A major determinant to the type of leadership style in Organizations has to do with attitude; indeed the approach that a leader adopts to manage people is largely influenced by the attitude of the manager towards employees (Hofstede, 1977). This is according to Geert Hofstede, the Germany psychologist who researched the revolutionary findings that provided the first measurable evidence between association of culture and organization in what he termed as power distance (1977). Other factors that influence the type of leadership styles include personality type that is usually determined by the level of education, skills, experience, and previous work environment (Tannenbaum and Schmidt, 2008).
With the advent of the school-based management system (SBM) that has now been introduced in many schools, principles are now expected to make more decision that directly affect the running of the school than was traditionally the case (Wohlstetter and Mohrman, 2006). The tasks and leadership styles of school principals tend to vary with the nature of their roles which include management, administration, instructional leaders and as curriculum leaders.

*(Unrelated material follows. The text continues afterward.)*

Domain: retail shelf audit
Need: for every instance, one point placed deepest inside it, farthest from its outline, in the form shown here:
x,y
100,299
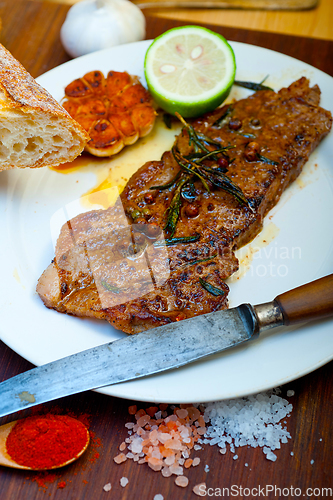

As a manager the roles of a school principle involves student management, discipline enforcement, financial management, managing school assets and chairing of school committees among others responsibilities (Wohlstetter and Mohrman, 2006). As an administrator the Principle’s role is to ensure that the institution is running smoothly by ensuring that all parameters of the school system are performing according to the desired level, for this reason the management roles of school Principles are inseparable with their administrative duties (Wohlstetter and Mohrman, 2006).
School Principle as an Instructional leader is an emerging concept that require school Principles to be more focused on student academic performance by ensuring high quality of teaching standards (Blase, J. and Blase, Jo., 2000). Finally School Principles are required to be curriculum leaders by the virtue of their profession; curriculum development and processes is one of the key areas that an effective school Principle should be thoroughly competent in since it is one of the characteristics of high achieving schools (Minehira and Marlow, 2005).
Buckner, K. (2006). School Principal: The Role of Elementary and Secondary School Principals, Principal Duties and Responsibilities, Principal Qualifications. Retrieved from http://education.stateuniversity.com/pages/2333/Principal- School.html
Blase, J. and Blase Jo. (2000). Effective Instructional Leadership: Teachers’ Perspectives on how Principals Promote Teaching and Learning in Schools. Journal of Educational Administration, 38(2): 130-141.
Hofstede, Geert. (1977). Culture and Organizations: Software of the Mind. New York: McGraw-Hill Publishers.
Minehira, N. & Marlow, S. (2005). Principles as Curriculum Leaders: New Perspective for the 21st Century. Retrieved from http://www.prel.org/products/Products/Curriculum.htm
Tannenbaum, R. & Schmidt, W. (2008). How to Choose a Leadership Pattern. Harvard Business Review, 733(23): 123-178.